L'Île des morts, intégrale

L'Île des morts, intégrale

Roger ZELAZNY
MNÉMOS
480pp - 27,00 €

Bifrost n° 85

Critique parue en janvier 2017 dans Bifrost n° 85

Qui dit Roger Zelazny pense souvent en premier – et peut-être seulement – à sa longue saga des « Princes d’Ambre ». Voici par conséquent l’occasion de (re)découvrir dans une édition intégrale l’univers si particulier de Francis Sandow. Quel plaisir de retrouver la voix unique de Zelazny et son mélange si personnel d’élégance et d’érudition – ce qui est peut-être une belle définition du style.

Le livre adopte le même format et la même fabrication que les autres intégrales publiées par l’éditeur : couverture rigide, reliure solide, beau papier. Le volume est composé de deux courts romans, L’Île des morts, et Le Sérum de la déesse bleue, ainsi que de nouvelles dont on ne résiste pas au plaisir de citer les titres, « En cet instant de la tempête », « Cette montagne mortelle », « Lugubre lumière », « Les Furies » et « Clefs pour décembre ».

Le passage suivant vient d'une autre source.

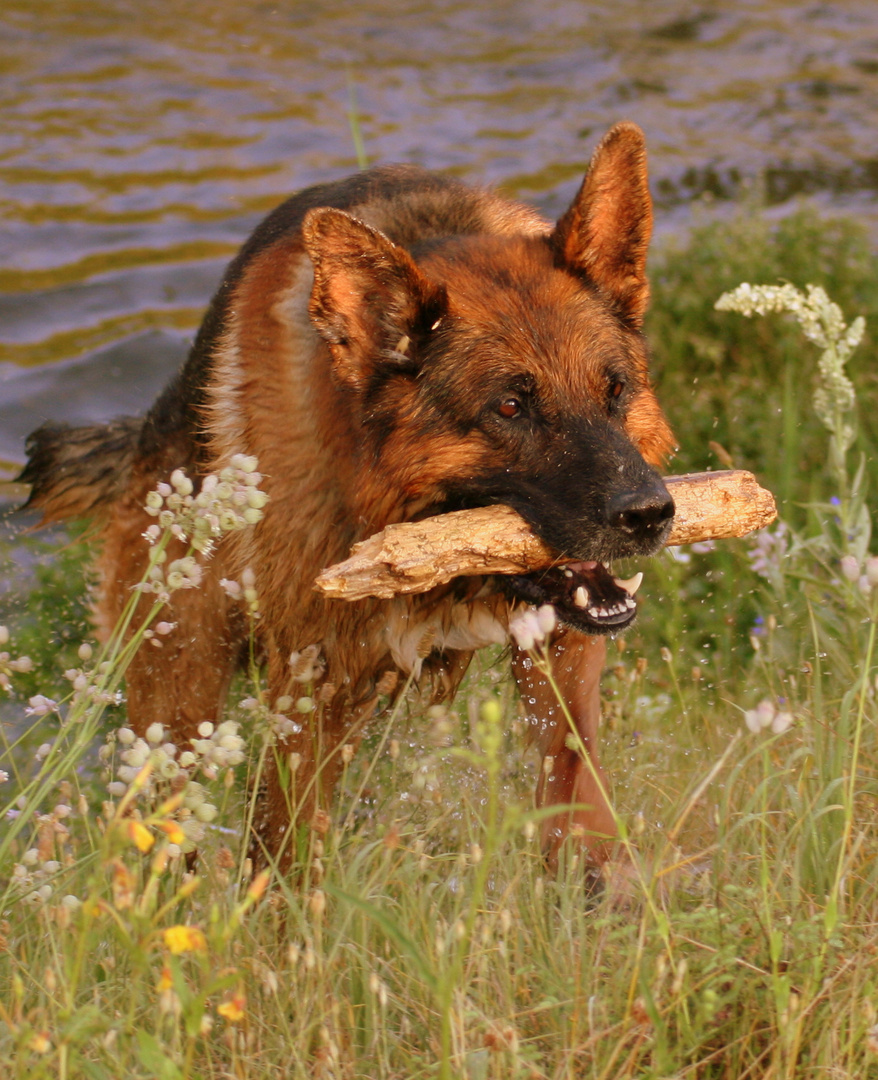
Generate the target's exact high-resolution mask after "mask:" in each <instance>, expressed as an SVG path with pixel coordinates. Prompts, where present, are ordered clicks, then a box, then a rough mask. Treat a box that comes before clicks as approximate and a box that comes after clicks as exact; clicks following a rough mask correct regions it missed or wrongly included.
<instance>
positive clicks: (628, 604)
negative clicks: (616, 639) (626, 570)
mask: <svg viewBox="0 0 878 1080" xmlns="http://www.w3.org/2000/svg"><path fill="white" fill-rule="evenodd" d="M643 579H644V576H643V573H635V575H634V577H633V578H629V579H627V580H624V581H623V580H622V579H621V578H616V577H613V575H612V572H611V571H610V568H609V567H608V566H607V565H606V564H605V563H597V562H593V561H587V562H571V563H564V564H562V565H560V566H553V567H551V568H550V569H548V570H539V571H537V572H535V573H528V575H516V576H511V577H509V578H508V579H506V581H508V584H509V589H510V591H511V592H512V593H513V595H514V596H515V597H516V598H517V599H523V600H526V602H527V603H528V604H536V605H539V606H541V605H543V604H551V605H552V607H553V608H554V609H555V613H556V616H557V618H558V620H559V621H560V622H563V623H565V624H566V625H568V626H572V627H573V629H575V630H580V631H583V632H584V633H586V634H611V633H616V632H617V631H620V630H624V629H625V626H629V625H631V623H632V622H633V621H634V618H635V616H636V615H637V600H636V599H635V598H634V594H635V593H636V592H637V590H638V589H639V588H640V582H641V581H643Z"/></svg>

Ce qui fait la valeur d’une telle intégrale, ce n’est pas la seule compilation, aussi pertinente soit-elle. Mais au contraire le travail éditorial qui regroupe les textes éparpillés, auquel s’ajoute une très éclairante préface de Timothée Rey (dont la lecture en guise de postface est peut-être plus profitable), et un épais glossaire final. Autrement dit, le lecteur en a pour son argent avec un recueil qui se veut définitif.

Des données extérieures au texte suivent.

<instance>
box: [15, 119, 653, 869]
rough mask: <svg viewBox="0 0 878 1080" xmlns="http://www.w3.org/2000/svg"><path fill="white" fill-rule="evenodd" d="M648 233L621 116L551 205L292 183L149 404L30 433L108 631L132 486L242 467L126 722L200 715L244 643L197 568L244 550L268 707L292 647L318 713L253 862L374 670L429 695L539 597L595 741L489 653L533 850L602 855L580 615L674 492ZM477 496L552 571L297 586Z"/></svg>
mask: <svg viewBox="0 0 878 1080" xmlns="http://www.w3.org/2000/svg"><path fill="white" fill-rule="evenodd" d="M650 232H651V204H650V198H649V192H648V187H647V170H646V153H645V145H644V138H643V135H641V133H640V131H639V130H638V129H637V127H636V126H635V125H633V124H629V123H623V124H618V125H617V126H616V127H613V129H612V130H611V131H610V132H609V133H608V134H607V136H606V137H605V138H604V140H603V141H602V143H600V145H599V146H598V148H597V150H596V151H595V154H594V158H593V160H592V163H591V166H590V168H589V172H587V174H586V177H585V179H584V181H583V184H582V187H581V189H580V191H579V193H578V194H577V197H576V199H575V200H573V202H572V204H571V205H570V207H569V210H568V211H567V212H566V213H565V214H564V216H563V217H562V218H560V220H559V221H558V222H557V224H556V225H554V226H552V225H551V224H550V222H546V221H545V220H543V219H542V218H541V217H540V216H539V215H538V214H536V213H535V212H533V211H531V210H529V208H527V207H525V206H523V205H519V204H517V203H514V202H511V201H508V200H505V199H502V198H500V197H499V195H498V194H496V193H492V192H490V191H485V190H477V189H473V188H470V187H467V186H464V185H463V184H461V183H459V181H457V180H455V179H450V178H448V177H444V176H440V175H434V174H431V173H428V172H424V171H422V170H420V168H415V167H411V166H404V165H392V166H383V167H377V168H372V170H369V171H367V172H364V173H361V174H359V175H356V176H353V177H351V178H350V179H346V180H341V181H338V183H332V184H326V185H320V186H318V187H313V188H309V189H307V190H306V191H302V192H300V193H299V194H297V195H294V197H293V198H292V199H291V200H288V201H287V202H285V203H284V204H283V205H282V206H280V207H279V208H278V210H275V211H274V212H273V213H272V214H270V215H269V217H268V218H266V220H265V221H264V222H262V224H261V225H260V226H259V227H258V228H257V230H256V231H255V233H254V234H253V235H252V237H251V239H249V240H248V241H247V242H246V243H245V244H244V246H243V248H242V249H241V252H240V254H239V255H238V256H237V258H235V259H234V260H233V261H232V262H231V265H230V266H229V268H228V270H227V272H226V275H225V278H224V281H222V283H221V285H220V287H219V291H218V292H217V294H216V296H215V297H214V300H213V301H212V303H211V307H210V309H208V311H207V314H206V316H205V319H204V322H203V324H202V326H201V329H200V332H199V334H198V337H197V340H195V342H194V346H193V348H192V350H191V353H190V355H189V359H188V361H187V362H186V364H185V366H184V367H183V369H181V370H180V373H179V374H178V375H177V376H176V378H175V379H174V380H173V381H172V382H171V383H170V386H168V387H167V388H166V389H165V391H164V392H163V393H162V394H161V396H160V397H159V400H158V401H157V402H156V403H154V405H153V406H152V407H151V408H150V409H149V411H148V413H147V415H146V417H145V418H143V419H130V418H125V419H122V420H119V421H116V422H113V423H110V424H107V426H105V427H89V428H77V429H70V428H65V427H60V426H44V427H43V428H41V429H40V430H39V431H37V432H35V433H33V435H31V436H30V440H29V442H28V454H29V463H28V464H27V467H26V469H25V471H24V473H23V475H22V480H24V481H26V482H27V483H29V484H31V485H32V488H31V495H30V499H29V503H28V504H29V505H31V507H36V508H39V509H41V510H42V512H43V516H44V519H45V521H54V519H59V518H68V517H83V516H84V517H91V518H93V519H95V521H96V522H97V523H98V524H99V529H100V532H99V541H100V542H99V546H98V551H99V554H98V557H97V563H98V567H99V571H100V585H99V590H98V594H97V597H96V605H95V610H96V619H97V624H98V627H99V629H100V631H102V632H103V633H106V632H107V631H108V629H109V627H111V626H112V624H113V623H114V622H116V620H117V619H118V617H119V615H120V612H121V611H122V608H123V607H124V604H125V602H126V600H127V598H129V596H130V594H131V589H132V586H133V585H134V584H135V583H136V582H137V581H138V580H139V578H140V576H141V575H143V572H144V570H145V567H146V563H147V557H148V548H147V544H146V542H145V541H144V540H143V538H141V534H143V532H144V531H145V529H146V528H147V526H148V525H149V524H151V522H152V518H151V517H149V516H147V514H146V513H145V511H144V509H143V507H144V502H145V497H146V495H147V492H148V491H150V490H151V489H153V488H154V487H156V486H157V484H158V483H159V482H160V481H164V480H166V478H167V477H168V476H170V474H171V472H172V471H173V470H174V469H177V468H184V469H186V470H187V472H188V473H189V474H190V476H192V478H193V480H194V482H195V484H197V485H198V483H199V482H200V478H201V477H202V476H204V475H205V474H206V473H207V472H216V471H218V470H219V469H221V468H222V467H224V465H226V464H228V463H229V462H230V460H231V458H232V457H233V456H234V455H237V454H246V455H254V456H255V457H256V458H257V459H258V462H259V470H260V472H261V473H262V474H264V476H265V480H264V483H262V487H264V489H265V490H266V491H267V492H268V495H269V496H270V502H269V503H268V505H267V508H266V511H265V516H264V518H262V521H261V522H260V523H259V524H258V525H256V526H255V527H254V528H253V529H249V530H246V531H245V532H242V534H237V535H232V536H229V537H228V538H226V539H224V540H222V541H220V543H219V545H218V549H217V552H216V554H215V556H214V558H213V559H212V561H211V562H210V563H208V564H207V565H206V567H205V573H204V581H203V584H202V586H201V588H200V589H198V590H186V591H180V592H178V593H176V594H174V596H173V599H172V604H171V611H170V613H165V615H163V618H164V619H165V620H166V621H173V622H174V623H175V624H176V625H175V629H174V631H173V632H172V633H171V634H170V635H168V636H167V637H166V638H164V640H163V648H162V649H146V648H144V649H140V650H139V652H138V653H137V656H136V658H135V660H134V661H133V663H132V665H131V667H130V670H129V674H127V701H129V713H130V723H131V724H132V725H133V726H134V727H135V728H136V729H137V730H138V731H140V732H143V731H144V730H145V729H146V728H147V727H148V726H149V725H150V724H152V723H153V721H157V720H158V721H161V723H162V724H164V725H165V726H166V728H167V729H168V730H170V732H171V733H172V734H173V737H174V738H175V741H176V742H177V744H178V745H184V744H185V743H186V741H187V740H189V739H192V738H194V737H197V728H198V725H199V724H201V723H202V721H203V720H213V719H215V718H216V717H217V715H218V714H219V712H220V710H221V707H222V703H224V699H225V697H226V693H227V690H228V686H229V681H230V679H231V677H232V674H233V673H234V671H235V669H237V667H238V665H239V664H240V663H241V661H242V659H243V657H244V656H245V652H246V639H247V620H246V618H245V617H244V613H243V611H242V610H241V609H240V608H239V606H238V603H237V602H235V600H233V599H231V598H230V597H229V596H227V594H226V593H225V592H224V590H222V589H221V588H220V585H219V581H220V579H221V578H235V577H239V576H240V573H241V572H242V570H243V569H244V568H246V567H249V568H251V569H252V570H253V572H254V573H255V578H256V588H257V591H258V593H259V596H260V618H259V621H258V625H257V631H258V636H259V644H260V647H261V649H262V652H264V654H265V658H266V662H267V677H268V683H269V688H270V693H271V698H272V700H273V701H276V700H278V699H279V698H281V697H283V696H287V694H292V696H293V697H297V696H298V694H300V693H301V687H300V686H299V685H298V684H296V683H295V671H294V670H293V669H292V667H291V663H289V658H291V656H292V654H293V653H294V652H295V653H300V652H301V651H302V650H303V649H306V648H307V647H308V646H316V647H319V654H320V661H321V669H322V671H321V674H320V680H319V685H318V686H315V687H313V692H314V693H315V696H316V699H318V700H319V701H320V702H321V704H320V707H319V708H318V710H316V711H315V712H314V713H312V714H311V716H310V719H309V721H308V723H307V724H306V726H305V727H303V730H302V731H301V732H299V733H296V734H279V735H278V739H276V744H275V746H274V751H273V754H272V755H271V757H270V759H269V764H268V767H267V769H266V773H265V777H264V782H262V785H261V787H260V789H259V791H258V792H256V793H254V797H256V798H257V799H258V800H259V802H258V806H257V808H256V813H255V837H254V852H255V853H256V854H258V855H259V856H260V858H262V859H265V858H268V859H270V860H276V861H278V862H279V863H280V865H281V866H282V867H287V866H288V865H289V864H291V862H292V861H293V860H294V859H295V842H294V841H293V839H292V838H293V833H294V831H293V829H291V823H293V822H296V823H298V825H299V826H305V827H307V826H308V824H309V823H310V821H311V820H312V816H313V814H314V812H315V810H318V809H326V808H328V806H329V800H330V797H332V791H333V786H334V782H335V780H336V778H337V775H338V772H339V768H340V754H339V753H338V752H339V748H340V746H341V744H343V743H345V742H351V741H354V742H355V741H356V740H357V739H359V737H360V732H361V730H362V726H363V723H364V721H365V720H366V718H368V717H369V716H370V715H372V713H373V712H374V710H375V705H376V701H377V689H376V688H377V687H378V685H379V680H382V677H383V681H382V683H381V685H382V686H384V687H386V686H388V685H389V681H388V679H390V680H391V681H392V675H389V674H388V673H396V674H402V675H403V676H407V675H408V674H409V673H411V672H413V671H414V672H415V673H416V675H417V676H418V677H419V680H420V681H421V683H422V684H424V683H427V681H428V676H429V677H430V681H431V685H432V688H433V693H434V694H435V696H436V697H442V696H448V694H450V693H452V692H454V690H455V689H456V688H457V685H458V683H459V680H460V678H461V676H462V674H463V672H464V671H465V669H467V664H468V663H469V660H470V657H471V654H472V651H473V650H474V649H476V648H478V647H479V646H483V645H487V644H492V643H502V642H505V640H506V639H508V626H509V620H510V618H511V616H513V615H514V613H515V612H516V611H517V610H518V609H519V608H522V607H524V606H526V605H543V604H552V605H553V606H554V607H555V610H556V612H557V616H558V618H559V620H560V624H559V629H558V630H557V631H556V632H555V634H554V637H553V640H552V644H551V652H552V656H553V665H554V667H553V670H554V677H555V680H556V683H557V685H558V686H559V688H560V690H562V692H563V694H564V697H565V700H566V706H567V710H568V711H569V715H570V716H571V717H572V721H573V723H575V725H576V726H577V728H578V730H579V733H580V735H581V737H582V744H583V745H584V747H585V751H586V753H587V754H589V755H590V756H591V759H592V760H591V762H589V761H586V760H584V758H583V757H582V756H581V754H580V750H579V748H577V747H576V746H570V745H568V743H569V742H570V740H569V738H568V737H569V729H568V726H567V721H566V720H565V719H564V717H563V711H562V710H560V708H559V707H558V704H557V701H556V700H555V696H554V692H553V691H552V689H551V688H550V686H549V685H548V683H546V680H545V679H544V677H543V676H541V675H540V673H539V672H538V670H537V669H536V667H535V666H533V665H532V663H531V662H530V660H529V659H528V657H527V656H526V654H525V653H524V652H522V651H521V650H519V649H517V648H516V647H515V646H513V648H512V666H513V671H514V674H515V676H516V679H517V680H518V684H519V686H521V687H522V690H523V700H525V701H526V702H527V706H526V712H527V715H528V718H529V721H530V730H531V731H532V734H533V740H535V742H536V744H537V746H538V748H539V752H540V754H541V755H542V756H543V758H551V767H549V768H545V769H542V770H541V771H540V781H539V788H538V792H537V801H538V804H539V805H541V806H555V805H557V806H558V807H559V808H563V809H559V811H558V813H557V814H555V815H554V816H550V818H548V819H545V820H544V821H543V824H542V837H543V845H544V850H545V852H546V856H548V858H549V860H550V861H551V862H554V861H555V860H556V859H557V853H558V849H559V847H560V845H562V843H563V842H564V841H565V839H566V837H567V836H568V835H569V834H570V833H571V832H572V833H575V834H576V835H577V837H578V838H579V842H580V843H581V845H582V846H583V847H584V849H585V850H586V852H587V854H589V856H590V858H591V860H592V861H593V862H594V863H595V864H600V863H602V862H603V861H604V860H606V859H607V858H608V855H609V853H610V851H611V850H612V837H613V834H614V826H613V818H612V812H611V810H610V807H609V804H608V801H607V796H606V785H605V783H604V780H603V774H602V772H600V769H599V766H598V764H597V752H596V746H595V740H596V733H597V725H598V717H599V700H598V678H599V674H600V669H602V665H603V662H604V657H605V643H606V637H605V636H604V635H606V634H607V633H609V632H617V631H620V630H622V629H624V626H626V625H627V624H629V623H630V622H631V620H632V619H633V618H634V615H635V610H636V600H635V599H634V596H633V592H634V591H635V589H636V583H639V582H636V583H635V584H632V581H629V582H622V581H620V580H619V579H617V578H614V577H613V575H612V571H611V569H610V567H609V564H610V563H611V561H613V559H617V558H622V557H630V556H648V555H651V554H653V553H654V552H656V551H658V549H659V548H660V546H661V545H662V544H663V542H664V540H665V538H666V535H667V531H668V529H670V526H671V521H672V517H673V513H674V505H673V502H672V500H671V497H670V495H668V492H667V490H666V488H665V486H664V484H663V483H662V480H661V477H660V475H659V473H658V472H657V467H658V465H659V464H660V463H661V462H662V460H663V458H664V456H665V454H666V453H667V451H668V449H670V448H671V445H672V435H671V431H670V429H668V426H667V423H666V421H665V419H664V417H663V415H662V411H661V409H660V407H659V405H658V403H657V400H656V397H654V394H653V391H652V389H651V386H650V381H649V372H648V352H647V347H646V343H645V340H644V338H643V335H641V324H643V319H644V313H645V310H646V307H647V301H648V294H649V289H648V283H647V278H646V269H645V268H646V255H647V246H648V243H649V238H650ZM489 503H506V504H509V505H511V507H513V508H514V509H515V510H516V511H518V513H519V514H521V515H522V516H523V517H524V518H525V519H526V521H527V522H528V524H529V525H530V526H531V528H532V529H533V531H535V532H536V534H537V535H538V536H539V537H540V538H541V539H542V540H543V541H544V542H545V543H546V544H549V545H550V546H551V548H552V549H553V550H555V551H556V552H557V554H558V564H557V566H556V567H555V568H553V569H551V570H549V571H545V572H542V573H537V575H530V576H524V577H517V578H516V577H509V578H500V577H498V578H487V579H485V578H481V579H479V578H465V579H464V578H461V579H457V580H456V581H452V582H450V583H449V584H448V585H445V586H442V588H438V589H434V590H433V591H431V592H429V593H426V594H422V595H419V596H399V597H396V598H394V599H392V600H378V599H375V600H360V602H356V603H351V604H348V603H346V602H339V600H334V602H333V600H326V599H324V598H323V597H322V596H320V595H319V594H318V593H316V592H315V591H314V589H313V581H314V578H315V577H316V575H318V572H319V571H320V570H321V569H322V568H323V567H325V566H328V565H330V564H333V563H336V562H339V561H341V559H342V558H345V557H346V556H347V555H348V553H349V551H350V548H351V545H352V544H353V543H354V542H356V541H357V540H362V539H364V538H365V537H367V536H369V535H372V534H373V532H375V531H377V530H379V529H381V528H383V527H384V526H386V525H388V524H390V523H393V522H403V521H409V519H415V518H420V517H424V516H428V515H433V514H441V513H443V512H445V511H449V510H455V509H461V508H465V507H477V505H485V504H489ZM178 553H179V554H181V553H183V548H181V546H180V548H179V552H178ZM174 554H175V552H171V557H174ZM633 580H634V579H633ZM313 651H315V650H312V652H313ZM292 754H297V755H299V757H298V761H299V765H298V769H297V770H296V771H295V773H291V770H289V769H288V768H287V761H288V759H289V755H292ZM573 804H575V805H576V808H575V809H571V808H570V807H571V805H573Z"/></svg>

Le choix de placer les textes dans l’ordre chronologique de la narration et non pas de leurs publications est également des plus pertinent. L’ensemble fait sens dans la mesure où ils se répondent, constituant autant de fragments d’une histoire du futur. L’esthétique du fragment est d’ailleurs celle qui domine ici. Nous sommes toujours à la lisière de la compréhension, témoins d’un monde dont les tenants et les aboutissants nous échappent, avec l’impression qu’il serait toujours possible d’en apprendre un petit peu plus.

Le personnage de Francis Sandow n’apparaît que dans le troisième texte du recueil, la novella éponyme. Il est le dernier humain, il est richissime et surtout un Faiseur de mondes, il peut façonner la réalité pour créer des mondes à sa guise. Il est aussi un dieu incarné : Shimbo de l’Arbre Noir. Or il ne cesse de recevoir des photos de personnes décédées qu’il a autrefois connues. Il part donc mener son enquête qui se révèlera progressivement être une quête.

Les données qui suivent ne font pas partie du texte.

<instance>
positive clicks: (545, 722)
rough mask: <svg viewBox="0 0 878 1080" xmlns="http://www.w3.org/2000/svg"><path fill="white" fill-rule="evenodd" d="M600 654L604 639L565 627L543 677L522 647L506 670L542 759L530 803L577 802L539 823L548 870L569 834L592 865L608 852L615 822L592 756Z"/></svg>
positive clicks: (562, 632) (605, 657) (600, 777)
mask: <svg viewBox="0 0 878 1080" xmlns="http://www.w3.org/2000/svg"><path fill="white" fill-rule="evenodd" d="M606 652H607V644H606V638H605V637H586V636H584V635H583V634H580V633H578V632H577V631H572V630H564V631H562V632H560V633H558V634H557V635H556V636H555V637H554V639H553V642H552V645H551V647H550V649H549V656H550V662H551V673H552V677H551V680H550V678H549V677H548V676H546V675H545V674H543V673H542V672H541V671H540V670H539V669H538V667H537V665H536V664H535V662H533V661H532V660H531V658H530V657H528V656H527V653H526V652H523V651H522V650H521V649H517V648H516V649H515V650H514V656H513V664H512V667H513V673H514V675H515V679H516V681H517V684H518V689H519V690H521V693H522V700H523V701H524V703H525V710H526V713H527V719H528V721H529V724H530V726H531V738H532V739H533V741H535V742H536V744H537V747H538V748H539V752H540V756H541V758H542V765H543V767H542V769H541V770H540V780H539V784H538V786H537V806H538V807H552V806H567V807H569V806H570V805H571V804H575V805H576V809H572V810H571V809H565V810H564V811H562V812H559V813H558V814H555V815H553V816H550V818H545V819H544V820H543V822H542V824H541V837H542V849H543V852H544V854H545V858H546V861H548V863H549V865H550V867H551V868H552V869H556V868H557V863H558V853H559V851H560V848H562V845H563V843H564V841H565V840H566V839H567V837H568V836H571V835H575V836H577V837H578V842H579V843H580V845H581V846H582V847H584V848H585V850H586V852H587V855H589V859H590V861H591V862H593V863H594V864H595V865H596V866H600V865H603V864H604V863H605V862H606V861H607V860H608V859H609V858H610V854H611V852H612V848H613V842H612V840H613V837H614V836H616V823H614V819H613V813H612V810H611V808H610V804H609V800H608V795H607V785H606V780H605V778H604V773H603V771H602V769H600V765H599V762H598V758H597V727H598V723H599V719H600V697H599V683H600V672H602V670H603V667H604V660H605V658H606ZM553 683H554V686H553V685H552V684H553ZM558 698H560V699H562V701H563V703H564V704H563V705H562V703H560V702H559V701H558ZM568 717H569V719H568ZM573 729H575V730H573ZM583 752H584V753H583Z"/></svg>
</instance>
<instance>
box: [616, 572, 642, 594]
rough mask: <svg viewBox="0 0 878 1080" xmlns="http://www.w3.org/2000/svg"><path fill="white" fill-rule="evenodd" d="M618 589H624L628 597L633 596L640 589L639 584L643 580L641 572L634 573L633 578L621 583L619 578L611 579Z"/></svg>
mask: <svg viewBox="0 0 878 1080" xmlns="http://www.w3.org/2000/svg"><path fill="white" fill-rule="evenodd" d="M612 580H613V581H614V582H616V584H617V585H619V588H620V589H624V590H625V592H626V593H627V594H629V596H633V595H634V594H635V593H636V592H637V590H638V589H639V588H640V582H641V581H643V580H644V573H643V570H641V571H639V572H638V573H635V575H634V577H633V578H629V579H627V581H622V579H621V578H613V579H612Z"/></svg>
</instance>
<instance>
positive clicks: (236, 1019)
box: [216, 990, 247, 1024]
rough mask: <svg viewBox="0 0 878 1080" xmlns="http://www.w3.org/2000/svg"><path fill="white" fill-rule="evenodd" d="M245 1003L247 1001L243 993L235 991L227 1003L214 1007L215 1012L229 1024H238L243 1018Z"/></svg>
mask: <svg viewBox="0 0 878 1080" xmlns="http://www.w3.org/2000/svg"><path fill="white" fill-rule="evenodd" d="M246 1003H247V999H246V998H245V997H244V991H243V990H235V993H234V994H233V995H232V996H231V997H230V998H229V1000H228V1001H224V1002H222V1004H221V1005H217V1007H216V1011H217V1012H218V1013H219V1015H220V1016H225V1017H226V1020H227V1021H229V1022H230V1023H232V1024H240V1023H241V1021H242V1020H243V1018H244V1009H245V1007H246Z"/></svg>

L’expérience de la lecture dépasse et détruit par bien des aspects les codes du récit d’aventures auquel ce résumé pourrait laisser penser. Roger Zelazny est un conteur hors pair et passé les premiers textes, le processus d’immersion fonctionne à plein. La fresque baroque du Sérum de la déesse bleue est à ce titre exemplaire. Zelazny sait tour à tour être poète et visionnaire, avec une belle maîtrise de l’économie de moyens de la forme courte. Dans ce qui constitue un petit classique, il mène ses lecteurs aux confins de l’univers pour y trouver la beauté des questions existentielles, celles dont seuls les mythes ont la clé.